Полдень. Солнце палило вовсю, расслабляло, звало в тень. И тем не менее Судоплатов еще немного побродил по улицам, потянул время. Неожиданно разволновался, но заставил себя взяться за ручку ресторанной двери. Коновалец встретил его широкой улыбкой, как закадычного приятеля. Видать, соскучился. Присели за столик, поговорили. Вроде бы торопясь, Судоплатов предложил встретиться сегодня еще раз в 17 часов. Коновалец согласился. Полюбовался коробкой. Положил ее на стол.
Это было последнее, что видел уходивший из ресторана советский разведчик.
Заметая следы, он купил плащ и шляпу в ближайшем магазине. Когда выходил на улицу, услышал громкий хлопок со стороны «Атланты». Народ сразу же повалил туда, а он — на железнодорожный вокзал.

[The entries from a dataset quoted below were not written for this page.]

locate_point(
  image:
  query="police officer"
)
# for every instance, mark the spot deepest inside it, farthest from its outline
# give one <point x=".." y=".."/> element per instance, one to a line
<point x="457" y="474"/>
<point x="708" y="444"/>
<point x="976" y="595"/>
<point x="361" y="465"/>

Ликвидацию Коновальца Павел Судоплатов позднее оценивал как ответственное задание партии и советского правительства: «Мне оказали большое доверие, и не считаю это преступлением, хотя мне это в вину и не ставили на суде. Хотя я за это задание ничего не получил, но по прибытии в СССР, в то время уже замнаркома был Берия, я в течение трех часов ему докладывал о выполнении задания. На меня в то время Берия произвел хорошее впечатление как профессионал. Он до тонкостей знал нашу работу, чего нельзя сказать о других руководителях».

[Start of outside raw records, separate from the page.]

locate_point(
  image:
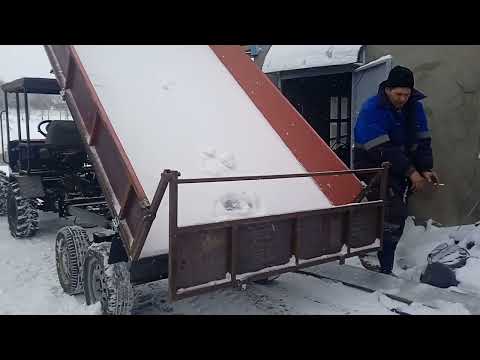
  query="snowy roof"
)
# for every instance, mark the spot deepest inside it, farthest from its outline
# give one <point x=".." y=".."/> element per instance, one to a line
<point x="293" y="57"/>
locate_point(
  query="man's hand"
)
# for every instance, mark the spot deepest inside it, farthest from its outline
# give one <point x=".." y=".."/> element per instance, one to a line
<point x="418" y="181"/>
<point x="431" y="177"/>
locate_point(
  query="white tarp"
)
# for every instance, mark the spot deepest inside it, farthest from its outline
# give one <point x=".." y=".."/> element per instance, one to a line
<point x="293" y="57"/>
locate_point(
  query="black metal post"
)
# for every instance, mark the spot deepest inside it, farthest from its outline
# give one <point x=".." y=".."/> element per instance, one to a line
<point x="17" y="98"/>
<point x="27" y="119"/>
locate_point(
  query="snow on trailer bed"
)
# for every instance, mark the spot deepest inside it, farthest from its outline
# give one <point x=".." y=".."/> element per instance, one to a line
<point x="180" y="108"/>
<point x="221" y="125"/>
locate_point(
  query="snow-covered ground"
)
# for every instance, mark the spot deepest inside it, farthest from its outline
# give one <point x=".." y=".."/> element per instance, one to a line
<point x="29" y="285"/>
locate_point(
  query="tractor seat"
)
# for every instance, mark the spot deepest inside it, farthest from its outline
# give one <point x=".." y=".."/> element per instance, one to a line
<point x="63" y="133"/>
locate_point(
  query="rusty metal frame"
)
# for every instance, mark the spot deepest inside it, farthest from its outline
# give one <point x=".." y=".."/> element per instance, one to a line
<point x="122" y="189"/>
<point x="133" y="212"/>
<point x="233" y="225"/>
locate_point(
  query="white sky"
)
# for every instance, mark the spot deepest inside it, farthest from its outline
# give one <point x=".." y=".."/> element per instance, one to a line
<point x="18" y="61"/>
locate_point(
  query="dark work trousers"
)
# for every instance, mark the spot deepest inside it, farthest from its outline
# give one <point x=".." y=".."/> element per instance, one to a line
<point x="396" y="212"/>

Таков ко времени знакомства с начальником спецлаборатории НКВД был уже Павел Судоплатов: опытный контрразведчик, любимец Берии и Сталина. Последнему даже нравилось иногда послушать его хитроумные схемы тайных операций.
Однажды в ЦК Судоплатову сказали:
— Зарывается господин Троцкий. Просто обнаглел в стремлении дискредитировать нашу партию, советский народ, товарища Сталина. Есть мнение пресечь эту враждебную деятельность. Как вы смотрите, если мы доверим вам столь ответственное задание?
— Задача сложная. Я пока недостаточно хорошо знаю агентуру и не владею испанским языком…
— Речь идет не о лично вашей командировке за границу, а о разработке операции. О кадрах, ее организаторах, исполнителях. Насколько нам известно, у вас имеется определенный опыт успешной работы по этому вопросу…
— Есть. Конечно есть. И немалый, — вступил в разговор Берия.
— Вот и отлично. Тогда обсудим некоторые детали. Что вам требуется для успешного выполнения поставленной задачи? Кого бы вы рекомендовали привлечь? На кого можно безусловно положиться?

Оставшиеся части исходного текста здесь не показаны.